Die Kapitänin des US-Teams hatte während des Turniers mal den Kunstrasen und mal die Schiedsrichterinnen angegriffen und für die durchwachsenen Leistungen ihres Teams verantwortlich gemacht. Das hatte einerseits genervt, andererseits hat sie mit ihrem gesamten Auftreten die Rolle der Veteranin und Big-Showcase-Mama hervorragend ausgeführt.
Carli Lloyd, der Fels
Für Drama sorgte auch Verteidigerin Julie Johnston, die vielleicht beste Spielerin im Halbfinale gegen Deutschland. Mit ihrem Foul, für das sie die Gelbe Karte und die Deutschen einen Elfmeter bekamen, hatte sie fast dafür gesorgt, dass Team USA zum Spiel um Platz drei hätte fahren müssen.
Carli Lloyd, die den Elfmeter gegen die Deutschen verwandelte, ist der eigentliche Fels im Team. Die zierliche Mittelfeldspielerin, ist im Vergleich zu den in den Medien omnipräsenten, wort- und lautstarken Shootingstars wie Sydney Leroux oder Alex Morgan die ruhige Kraft im Hintergrund. Im entscheidenden Moment ist sie zur Stelle. In den letzten drei Spielen der USA wurde sie als beste Spielerin der Partie ausgezeichnet und führt, wenn Wambach nicht auf dem Platz ist, das Team als besonnene Kapitänin an.
Das US-Team ist voller Selbstbewusstsein. Nach jedem Spiel hat es von sich selbst gesagt, dass es nicht sein bestes Spiel war und es noch mehr drauf habe. Sogar nach dem Halbfinale gegen Deutschland.

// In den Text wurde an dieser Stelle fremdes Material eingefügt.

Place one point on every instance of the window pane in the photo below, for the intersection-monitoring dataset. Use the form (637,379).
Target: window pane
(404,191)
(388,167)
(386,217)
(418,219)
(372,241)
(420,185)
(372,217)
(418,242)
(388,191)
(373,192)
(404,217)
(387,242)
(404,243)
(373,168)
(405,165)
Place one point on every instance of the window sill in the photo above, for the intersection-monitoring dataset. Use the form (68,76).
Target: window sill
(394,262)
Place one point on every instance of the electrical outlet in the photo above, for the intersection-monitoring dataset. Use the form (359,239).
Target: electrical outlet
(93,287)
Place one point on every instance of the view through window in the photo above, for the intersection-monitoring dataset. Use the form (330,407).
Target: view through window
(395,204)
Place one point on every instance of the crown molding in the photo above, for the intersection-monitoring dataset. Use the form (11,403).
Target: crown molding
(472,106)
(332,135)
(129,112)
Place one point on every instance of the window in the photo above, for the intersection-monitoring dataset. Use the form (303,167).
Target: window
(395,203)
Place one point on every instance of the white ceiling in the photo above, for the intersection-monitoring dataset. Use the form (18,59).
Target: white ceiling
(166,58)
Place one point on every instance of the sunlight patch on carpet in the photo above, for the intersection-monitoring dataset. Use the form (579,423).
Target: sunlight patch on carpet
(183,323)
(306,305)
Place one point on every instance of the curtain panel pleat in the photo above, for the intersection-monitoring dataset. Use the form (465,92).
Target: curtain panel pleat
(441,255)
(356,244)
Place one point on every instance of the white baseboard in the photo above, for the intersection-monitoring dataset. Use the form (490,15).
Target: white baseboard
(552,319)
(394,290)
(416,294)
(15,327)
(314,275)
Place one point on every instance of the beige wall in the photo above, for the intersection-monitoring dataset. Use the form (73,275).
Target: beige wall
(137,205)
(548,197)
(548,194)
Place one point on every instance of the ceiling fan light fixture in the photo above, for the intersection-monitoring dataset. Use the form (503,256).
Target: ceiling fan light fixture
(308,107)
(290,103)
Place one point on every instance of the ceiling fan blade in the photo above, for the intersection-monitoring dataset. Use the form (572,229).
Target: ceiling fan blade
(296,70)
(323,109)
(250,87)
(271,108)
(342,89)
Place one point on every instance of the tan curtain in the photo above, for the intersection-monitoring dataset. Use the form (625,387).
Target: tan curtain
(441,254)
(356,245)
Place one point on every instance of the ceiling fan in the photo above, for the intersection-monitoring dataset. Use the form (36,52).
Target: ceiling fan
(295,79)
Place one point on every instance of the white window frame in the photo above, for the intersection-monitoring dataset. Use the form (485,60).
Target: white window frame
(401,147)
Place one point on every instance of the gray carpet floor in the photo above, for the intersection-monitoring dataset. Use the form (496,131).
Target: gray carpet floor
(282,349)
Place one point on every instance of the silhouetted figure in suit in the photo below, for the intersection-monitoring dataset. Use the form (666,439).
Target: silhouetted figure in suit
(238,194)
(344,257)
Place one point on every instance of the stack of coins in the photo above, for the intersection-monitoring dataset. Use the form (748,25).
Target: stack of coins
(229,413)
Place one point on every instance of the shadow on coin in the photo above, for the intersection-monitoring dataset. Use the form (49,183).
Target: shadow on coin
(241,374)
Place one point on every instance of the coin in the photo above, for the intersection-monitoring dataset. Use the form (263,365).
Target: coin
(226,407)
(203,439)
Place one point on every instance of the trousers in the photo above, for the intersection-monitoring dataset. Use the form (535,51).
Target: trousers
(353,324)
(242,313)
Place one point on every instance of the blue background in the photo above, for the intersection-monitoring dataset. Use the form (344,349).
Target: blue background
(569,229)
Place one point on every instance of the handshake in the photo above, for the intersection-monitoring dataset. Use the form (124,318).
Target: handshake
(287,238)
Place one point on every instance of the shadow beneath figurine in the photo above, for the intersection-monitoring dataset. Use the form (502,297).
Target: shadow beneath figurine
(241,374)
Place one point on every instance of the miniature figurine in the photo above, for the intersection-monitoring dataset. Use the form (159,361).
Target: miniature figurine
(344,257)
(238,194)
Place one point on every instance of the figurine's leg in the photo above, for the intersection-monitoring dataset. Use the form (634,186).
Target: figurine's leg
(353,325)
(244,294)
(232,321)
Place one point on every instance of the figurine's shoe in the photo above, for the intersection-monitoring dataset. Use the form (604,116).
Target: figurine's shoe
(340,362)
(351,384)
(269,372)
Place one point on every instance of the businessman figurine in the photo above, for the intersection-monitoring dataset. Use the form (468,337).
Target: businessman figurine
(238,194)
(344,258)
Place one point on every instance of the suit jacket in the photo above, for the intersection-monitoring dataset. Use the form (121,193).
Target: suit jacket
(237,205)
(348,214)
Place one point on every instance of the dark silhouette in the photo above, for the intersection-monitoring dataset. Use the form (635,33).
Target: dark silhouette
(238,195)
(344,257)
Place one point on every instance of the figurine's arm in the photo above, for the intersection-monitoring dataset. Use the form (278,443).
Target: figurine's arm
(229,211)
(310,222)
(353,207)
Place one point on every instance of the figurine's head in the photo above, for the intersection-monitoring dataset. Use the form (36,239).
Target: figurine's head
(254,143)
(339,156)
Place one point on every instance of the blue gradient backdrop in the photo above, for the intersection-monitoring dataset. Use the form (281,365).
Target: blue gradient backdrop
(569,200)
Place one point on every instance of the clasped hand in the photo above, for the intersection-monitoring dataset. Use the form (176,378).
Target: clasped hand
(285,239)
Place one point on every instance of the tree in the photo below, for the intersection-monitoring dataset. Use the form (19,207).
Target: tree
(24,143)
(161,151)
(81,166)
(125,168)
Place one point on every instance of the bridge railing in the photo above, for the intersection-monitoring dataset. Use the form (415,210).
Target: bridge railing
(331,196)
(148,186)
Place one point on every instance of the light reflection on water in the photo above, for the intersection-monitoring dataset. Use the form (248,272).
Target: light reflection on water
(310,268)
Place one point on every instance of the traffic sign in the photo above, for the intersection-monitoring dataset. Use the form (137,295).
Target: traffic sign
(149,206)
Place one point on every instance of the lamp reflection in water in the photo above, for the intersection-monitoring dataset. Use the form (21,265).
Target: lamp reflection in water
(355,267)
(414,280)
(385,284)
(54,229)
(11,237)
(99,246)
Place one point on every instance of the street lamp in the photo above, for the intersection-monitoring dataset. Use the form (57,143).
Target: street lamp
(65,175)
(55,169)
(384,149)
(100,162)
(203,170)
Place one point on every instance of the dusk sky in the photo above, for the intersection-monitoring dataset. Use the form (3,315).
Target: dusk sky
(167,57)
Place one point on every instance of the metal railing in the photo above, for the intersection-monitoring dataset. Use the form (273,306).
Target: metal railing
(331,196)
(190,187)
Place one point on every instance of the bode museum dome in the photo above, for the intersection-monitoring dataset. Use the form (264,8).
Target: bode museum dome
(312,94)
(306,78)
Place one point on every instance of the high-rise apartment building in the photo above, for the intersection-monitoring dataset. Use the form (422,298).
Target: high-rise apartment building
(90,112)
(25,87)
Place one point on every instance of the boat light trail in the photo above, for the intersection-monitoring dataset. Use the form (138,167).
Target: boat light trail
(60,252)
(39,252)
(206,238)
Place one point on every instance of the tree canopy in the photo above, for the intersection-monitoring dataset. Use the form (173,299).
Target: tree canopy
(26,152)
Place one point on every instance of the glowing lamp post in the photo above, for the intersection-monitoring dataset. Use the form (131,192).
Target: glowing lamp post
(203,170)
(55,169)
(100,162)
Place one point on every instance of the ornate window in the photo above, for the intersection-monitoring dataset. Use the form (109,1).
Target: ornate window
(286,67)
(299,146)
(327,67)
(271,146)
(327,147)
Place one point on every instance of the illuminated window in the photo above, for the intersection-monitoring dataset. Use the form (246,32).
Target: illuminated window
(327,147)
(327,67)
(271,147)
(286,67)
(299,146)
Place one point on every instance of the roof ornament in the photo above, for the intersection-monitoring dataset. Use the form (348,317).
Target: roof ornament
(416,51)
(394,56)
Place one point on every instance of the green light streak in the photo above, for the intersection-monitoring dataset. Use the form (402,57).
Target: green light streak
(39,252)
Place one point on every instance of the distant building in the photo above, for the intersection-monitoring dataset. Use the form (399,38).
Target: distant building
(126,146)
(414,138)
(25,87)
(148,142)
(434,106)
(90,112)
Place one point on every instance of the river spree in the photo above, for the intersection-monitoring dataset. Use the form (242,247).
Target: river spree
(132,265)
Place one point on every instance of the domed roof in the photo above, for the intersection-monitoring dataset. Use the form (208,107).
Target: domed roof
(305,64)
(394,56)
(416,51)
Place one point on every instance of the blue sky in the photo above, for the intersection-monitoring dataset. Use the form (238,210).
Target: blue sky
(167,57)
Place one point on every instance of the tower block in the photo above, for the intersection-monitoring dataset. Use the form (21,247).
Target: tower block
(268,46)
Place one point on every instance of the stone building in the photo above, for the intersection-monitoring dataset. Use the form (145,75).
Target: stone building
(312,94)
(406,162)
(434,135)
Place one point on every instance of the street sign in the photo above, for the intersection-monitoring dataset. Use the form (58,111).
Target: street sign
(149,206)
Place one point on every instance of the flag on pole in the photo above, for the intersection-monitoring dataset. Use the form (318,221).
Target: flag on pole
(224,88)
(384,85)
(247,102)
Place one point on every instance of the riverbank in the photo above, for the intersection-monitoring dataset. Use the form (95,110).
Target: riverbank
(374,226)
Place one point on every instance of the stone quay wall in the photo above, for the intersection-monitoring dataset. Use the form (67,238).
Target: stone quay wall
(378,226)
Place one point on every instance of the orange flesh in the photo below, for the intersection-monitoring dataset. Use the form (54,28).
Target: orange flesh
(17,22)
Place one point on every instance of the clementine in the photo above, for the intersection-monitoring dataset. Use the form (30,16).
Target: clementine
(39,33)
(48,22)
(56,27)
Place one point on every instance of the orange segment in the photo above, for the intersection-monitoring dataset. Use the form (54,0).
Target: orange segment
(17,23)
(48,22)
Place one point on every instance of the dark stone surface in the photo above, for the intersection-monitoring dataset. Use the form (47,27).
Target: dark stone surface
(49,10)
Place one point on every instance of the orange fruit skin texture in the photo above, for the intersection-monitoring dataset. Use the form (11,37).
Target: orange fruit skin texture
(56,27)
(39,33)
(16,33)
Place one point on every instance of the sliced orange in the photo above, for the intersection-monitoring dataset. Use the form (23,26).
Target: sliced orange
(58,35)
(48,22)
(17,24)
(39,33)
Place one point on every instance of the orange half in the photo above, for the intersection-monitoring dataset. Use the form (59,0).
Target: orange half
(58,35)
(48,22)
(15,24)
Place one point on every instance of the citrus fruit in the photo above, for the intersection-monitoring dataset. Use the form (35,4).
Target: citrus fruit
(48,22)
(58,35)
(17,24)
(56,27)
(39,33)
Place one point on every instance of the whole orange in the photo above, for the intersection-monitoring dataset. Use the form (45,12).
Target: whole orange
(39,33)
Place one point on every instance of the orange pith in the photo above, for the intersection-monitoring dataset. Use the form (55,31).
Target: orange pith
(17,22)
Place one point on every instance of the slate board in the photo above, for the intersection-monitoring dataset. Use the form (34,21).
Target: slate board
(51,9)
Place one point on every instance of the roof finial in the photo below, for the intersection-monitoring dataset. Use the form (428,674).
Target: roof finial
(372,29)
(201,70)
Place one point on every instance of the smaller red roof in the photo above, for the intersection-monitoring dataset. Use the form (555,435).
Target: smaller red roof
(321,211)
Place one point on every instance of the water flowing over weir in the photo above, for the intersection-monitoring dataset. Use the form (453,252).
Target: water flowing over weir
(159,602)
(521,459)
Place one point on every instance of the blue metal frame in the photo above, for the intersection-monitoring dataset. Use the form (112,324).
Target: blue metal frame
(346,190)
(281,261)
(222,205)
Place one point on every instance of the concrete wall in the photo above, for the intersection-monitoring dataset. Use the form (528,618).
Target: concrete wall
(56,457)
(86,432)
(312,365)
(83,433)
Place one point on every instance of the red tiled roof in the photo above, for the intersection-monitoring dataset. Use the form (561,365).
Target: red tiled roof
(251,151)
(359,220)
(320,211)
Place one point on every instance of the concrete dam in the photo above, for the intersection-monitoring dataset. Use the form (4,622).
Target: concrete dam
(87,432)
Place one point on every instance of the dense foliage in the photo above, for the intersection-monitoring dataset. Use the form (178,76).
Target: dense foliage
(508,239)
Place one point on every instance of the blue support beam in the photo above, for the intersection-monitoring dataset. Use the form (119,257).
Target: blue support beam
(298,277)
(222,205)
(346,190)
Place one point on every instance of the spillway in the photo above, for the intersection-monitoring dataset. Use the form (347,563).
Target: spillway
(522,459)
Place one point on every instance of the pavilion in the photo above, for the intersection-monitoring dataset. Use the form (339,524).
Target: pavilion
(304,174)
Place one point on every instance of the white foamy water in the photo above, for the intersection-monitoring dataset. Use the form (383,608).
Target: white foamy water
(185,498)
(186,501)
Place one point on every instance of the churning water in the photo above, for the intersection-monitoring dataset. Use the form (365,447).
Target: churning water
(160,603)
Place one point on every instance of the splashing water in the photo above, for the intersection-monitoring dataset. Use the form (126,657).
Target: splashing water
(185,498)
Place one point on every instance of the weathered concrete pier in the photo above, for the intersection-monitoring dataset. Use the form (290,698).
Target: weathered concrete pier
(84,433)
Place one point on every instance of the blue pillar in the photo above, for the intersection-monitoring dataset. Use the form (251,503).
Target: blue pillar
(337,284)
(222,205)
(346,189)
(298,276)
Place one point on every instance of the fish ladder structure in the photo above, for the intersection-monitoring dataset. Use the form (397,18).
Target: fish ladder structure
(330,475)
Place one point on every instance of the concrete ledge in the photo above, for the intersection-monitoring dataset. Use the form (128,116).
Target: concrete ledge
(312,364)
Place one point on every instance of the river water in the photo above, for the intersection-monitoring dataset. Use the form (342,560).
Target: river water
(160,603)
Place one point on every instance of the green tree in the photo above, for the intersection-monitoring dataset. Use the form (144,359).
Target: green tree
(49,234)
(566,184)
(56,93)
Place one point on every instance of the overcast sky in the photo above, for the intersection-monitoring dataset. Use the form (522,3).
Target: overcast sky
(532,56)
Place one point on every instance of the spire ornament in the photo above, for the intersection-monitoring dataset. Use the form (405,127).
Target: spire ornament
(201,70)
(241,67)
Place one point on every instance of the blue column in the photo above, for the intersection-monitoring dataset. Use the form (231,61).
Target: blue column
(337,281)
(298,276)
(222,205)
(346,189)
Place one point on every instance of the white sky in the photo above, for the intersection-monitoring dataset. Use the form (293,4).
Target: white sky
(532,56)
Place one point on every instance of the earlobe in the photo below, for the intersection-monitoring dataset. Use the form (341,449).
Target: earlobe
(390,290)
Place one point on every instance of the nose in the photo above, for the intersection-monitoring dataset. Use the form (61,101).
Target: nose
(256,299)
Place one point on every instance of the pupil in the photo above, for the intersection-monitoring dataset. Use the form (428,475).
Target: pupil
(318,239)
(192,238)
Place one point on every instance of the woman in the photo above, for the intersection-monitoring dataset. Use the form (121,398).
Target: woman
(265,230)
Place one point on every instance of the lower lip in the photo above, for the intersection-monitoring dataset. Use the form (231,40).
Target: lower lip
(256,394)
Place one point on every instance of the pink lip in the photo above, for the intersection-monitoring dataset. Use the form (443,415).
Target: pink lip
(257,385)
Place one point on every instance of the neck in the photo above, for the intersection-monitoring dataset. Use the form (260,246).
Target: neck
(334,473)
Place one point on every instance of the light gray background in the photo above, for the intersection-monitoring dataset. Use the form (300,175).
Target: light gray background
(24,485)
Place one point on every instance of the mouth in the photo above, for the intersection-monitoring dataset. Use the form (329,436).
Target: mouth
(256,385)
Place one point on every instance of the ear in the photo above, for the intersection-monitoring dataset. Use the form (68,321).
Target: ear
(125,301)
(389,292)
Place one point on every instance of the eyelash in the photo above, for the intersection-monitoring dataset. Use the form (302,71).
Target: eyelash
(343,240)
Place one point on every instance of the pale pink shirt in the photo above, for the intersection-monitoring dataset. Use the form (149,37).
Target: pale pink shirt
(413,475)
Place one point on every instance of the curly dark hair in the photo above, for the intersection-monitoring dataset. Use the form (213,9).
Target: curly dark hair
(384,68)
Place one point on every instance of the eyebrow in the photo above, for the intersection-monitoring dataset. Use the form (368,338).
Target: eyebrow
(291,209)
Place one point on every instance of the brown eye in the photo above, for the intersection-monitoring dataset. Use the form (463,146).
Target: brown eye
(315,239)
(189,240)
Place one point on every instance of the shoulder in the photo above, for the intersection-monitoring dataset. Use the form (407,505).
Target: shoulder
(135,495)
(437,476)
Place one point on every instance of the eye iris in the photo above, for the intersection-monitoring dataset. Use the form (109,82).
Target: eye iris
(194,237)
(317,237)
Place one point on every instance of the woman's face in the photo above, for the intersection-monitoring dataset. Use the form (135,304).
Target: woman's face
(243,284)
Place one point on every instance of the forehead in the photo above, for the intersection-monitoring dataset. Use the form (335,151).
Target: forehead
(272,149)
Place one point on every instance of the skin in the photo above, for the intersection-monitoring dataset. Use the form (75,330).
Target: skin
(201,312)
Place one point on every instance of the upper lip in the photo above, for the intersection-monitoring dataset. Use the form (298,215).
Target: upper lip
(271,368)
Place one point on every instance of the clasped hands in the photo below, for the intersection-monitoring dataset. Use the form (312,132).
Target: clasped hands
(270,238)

Zudem ließen sie nie Zweifel daran, dass sie dieses Ding hier definitiv als ihr Turnier betrachten.
„Wir sind dran“, sagt selbst die leise Megan Rapinoe, die auf dem Spielfeld wie von Zauberhand mal hier und mal da und überhaupt überall dort auftaucht und sich einmischt, wo es nötig ist.
Kampf, Druck, Aggressivität
Das Finale gegen Japan ist eine Wiederholung der letzten WM. 2011 hatten die Japanerinnen im Elfmeterschießen gewonnen. Trainerin Jill Ellis hat es zwar holprig angehen lassen. Letztlich hat sie aber die richtige Mischung aus Jungen, Alten, Angriff, Verteidigung, Taktik und Ausführung zusammengebracht. Taktisch und technisch sind sie den Japanerinnen sicher unterlegen.
Kreativität, Eleganz oder Zaubertricks zeichnen das Spiel der Amerikanerinnen nicht aus. Zuhause wird ihr Spiel weniger mit dem Fußballspiel der Männer sondern mit American Football verglichen. Die Spielerinnen sind große, starke Athletinnen, die kämpfen und durch ständigen Druck und aggressive Angriffe die Spiele prägen.
8,4 Millionen US-Amerikaner schauten zu Hause vor dem Fernseher das WM-Halbfinale. So viele hatten noch nie ein WM-Halbfinale im Fußball gesehen. Auch keines der Männer. Und auch den Finalrekord werden die US-Girls sicher brechen. Wenn es dann auch noch zum Titel reicht, wird die Party in Vancouver ganz sicher so lange dauern, bis die ersten Städter wieder zum Kitsilano Beach rausfahren.